The canister is provided with a sight glass 23 disposed in a rubber seal in the canister wall 10a so that the level of accumulated liquids and solids may be observed. An auxiliary intake port that includes a reservoir 22 accepts waste directly into canister 10. Reservoir 22 can be positioned laterally of tip suction nozzle 12, as shown in FIG. 2, or arranged vertically, as shown in FIGS. 4 and 5. When using an attached can as the source for airbrush paint, the contents of the paint can are agitated with solvent and then directly poured into reservoir 22 during cleaning. When not in use, reservoir 22 is closed or covered by lid 31. Lid 31 can be opened with minimal effort by manipulation of a flange 70, and includes a spring-biased mechanism that forces lid 31 closed when not held open, ensuring airflow integrity and waste removal from reservoir 22. Waste received through reservoir 22 is drawn into canister 10 via pipe 13. Pipe 13 has an internal diameter of about ⅜ in., and is provided with a 90° elbow to direct the waste downward.
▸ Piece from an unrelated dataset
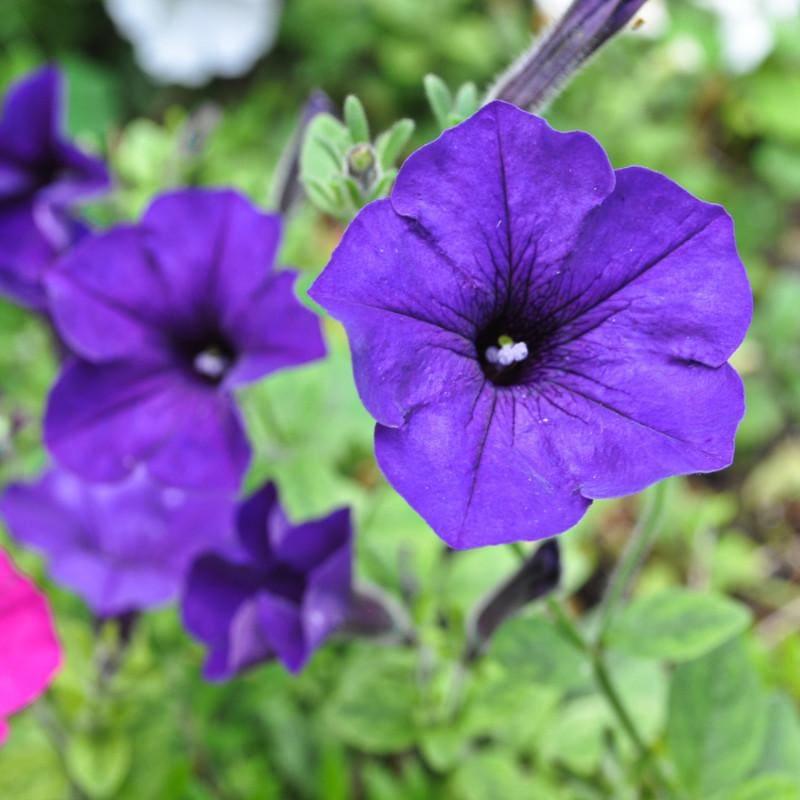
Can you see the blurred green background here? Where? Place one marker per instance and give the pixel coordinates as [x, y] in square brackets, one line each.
[385, 722]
FIG. 4 shows an embodiment of the apparatus in which the source of suction comprises a vacuum pump 28. An inline filter 25 is connected to discharge conduit 29, and a vacuum hose 35 both applies a vacuum to canister 10 and withdraws fumes through the vacuum pump 28, for discharge through hose 44 through outside wall W. A foot-operated pedal 45 controls application of vacuum by pump 28. A charcoal filter 60 or a catalytic converter 62 filters fumes, exhausted to outside air.

FIG. 5 shows another embodiment of the apparatus in which the source of suction comprises a venturi 41. Compressor 40 through hose 34 to regulator or valve 38 supplies compressed air. Venturi 41 is connected to valve 38 by hose 42. Canister 10 is connected to valve 38 by discharge conduit 29 through inline filter 25 and hose 35. A foot switch 39 is activated to open the valve 38 to apply air through venturi 41, creating suction applied through valve 38 to canister 10, thereby withdrawing fumes from canister 10 through valve 38 and venturi 41 to exhaust conduit 55, which exhausts the fumes through an exhaust port in outside wall W directly to outside air. Filter 25 may be a charcoal based filter. Conduits or hoses 29 and 35 are approximately ¼ in. tubing, which can be fabricated from rubber, polyvinyl chloride, or any other non-corrosive, flexible material.

It is to be understood that the present invention is not limited to the embodiments described above, but encompasses any and all embodiments within the scope of the following claims.